Wednesday, March 31, 2010

Why OSR At All?

    Someone asked the above question at theRPGSite.

    I don't usually visit the the various gaming forums (as examples, the above, along with the Knights & Knaves Alehouse and Dragonsfoot) as i'm not really looking to debate the merits of various game systems: I started my blog to write about what interests me, and i'm thrilled (and consider it a bonus) when visitors share their comments. My visit to theRPGSite was prompted by a post on RPG Blog II, responding to criticisms of old-school gaming, old-school bloggers, and the explosion of old-school blog-sites in general. I have certain theories about the real motivation behind those criticisms, which I may end up sharing if it seems worthwhile.

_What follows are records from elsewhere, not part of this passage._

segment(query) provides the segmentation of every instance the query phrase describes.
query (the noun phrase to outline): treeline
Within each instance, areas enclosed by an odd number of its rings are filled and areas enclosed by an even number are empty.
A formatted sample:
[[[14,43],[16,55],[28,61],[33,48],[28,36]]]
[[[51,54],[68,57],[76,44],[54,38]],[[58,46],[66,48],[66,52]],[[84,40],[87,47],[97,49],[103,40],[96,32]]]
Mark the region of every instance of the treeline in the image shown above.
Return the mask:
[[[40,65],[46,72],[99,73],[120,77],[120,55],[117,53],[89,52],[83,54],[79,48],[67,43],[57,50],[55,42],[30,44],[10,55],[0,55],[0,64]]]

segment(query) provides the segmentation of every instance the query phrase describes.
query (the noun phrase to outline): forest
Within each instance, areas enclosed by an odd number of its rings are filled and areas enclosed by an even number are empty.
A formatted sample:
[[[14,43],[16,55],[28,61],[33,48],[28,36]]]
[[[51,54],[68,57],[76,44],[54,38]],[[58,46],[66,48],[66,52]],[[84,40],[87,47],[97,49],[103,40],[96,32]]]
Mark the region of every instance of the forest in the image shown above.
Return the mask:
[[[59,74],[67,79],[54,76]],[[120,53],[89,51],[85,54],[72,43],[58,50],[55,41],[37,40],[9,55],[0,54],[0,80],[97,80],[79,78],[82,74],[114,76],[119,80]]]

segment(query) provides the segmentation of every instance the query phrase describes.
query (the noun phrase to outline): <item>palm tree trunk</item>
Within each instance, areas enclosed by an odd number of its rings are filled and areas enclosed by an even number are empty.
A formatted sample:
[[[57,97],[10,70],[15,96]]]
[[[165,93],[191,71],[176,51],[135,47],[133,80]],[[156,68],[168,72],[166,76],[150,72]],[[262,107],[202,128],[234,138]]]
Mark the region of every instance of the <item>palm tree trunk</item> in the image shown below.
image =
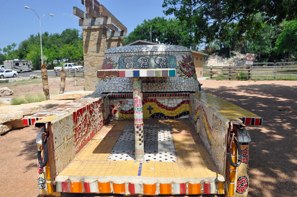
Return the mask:
[[[47,100],[50,100],[50,88],[48,80],[48,70],[47,69],[47,65],[45,64],[41,66],[41,78],[42,78],[42,87],[46,98]]]
[[[64,69],[61,71],[61,84],[60,85],[60,94],[64,93],[66,81],[66,72]]]

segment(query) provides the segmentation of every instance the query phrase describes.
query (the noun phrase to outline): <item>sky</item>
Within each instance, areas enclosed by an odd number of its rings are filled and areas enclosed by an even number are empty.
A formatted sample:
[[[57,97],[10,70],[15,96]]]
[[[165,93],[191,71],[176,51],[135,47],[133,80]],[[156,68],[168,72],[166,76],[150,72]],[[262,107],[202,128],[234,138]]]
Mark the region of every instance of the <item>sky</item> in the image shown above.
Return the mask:
[[[13,43],[18,45],[31,34],[40,32],[39,19],[31,9],[42,17],[42,33],[61,33],[67,28],[81,30],[79,18],[73,14],[73,6],[84,10],[82,0],[1,0],[0,11],[0,49]],[[165,16],[162,0],[98,0],[127,27],[128,33],[145,19]],[[173,16],[170,16],[172,17]]]

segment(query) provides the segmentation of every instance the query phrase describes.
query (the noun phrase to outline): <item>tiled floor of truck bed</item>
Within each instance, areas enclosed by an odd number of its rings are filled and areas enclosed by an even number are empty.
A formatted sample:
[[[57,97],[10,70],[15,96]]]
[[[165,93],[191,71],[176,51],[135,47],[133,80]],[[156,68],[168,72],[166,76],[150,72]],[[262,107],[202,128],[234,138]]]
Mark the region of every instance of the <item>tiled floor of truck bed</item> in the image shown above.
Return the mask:
[[[59,175],[168,178],[222,176],[187,119],[145,121],[146,161],[135,162],[133,123],[121,121],[105,126]]]

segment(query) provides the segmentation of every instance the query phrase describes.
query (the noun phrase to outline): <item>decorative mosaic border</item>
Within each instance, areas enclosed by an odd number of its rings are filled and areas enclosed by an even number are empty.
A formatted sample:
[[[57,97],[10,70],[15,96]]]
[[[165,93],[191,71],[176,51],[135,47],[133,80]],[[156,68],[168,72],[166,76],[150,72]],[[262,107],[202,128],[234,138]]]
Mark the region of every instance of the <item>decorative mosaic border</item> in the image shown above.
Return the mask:
[[[116,184],[110,182],[100,183],[97,181],[87,182],[82,180],[75,182],[69,180],[57,182],[56,191],[57,192],[71,193],[143,194],[148,196],[224,194],[225,193],[224,182],[140,185],[131,183]]]
[[[129,69],[129,70],[99,70],[97,77],[175,77],[176,70],[174,69]]]

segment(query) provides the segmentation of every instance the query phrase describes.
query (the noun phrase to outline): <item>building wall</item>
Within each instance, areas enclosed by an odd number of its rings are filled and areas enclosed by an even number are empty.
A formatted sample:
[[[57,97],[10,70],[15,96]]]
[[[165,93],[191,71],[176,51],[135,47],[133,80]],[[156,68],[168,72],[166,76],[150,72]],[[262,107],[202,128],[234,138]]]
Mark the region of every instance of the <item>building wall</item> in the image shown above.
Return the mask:
[[[193,53],[197,77],[203,77],[203,55],[195,52]]]

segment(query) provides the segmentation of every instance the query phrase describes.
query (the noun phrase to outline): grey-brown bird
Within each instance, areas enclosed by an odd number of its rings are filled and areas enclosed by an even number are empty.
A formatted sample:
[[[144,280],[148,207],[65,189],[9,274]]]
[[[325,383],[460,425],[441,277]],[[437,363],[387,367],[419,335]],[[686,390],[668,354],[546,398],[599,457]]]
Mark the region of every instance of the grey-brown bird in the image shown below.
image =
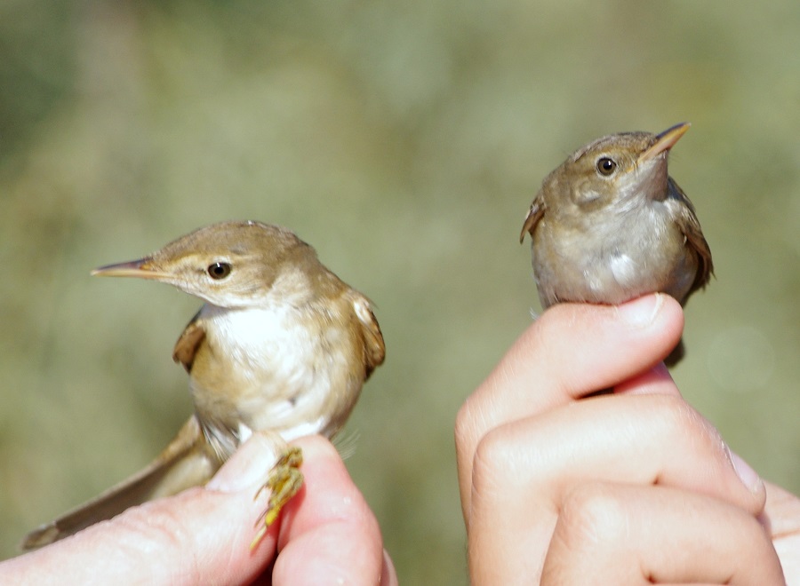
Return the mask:
[[[286,442],[315,433],[332,437],[384,360],[370,301],[284,228],[214,224],[92,274],[158,281],[205,302],[173,352],[189,375],[195,413],[149,466],[34,531],[25,549],[204,484],[254,432]],[[267,524],[299,489],[300,462],[299,448],[287,447],[270,474]]]
[[[692,202],[667,172],[688,123],[621,132],[572,153],[545,178],[520,233],[532,239],[543,308],[620,304],[668,293],[682,305],[708,284],[711,250]],[[683,342],[668,358],[683,357]]]

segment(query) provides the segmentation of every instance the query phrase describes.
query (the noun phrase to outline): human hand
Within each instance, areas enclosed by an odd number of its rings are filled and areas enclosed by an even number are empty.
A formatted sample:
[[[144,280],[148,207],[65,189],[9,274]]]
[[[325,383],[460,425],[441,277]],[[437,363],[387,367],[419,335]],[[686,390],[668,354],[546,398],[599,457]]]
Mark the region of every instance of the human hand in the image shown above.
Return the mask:
[[[7,560],[0,582],[396,584],[378,522],[336,449],[319,436],[295,443],[304,486],[252,551],[268,495],[253,495],[278,449],[258,433],[205,487]]]
[[[763,482],[660,364],[682,327],[665,295],[556,305],[468,399],[456,447],[473,583],[783,582],[756,520],[778,525]],[[796,567],[800,548],[779,550]]]

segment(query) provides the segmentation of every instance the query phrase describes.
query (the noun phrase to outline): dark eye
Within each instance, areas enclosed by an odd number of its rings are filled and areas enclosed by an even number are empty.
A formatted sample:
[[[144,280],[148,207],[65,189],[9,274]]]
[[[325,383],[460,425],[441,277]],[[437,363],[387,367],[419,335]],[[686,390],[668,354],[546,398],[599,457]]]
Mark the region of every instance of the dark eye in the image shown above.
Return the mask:
[[[214,263],[213,265],[209,265],[206,271],[212,279],[224,279],[230,274],[230,265],[228,263]]]
[[[617,169],[617,163],[613,159],[609,159],[607,156],[600,157],[597,161],[597,171],[601,175],[605,175],[606,177],[614,172]]]

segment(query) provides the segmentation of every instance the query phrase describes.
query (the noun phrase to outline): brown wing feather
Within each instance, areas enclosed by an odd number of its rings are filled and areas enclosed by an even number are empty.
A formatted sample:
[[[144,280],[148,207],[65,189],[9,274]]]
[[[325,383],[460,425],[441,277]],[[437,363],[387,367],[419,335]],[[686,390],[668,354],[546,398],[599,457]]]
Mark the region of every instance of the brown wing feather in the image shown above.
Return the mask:
[[[533,198],[533,202],[531,203],[531,209],[528,210],[528,215],[525,216],[525,222],[523,224],[523,229],[519,233],[520,244],[522,244],[522,242],[525,239],[526,232],[531,234],[532,238],[533,237],[533,230],[536,229],[536,225],[539,223],[539,220],[544,216],[544,200],[540,192],[536,194],[536,197]]]
[[[700,220],[697,219],[697,212],[694,210],[694,206],[692,205],[692,202],[686,196],[686,194],[684,193],[684,190],[680,188],[672,178],[669,178],[669,183],[674,188],[672,193],[675,194],[677,199],[685,203],[684,206],[679,207],[680,216],[676,221],[680,226],[681,232],[686,237],[686,242],[697,252],[700,263],[694,283],[692,283],[692,289],[689,289],[689,293],[686,294],[688,298],[692,293],[699,289],[703,289],[708,284],[711,275],[714,274],[714,262],[711,260],[711,249],[708,247],[708,242],[706,242],[705,236],[703,236],[703,231],[700,228]]]
[[[172,350],[172,360],[180,362],[187,372],[192,371],[192,364],[195,361],[195,354],[200,343],[205,339],[205,329],[199,323],[200,312],[187,324],[186,329],[175,343]]]
[[[383,364],[386,358],[386,344],[369,299],[360,293],[352,291],[351,301],[364,339],[364,380],[366,380],[375,368]]]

    In answering the above question, one of the commenters, Kyle Aaron, provided the following response, which I thought sufficiently succinct to warrant repeating here.

    I dunno about being a member of any [Old School] movement, that's a bit pretentious.

    All I know is, what I like and dislike. I like simple systems, short cheap books with black and white art, rules and setting descriptions, and useful example characters. And charts.

    I like simple systems because most players are too lazy to learn complex systems, and it gets tedious when I as GM have to explain it to them during a game session. I like simple systems because when there aren't rules for everything you get to use your imagination, I hate it when you're in a game session and you say, "I do X," and the GM says, "ah, there's a rule for that... your skill... that's -3, and..." and half an hour later you roll and fail.

    I like short cheap books with black and white art, I don't like big expensive chunky glossy magazine-style books.

    I like rules and setting descriptions, I don't like flavour fic.

    I like example characters the players could have in their first session, not example characters that can't be built within the rules and are just Mary Sues for one of the game writers.

    I like charts which give us things to inspire character creation or setting events, so the dice can help our creativity.

    And I like snacks. Snacks are important. Some call this Old School. I call it "what I like."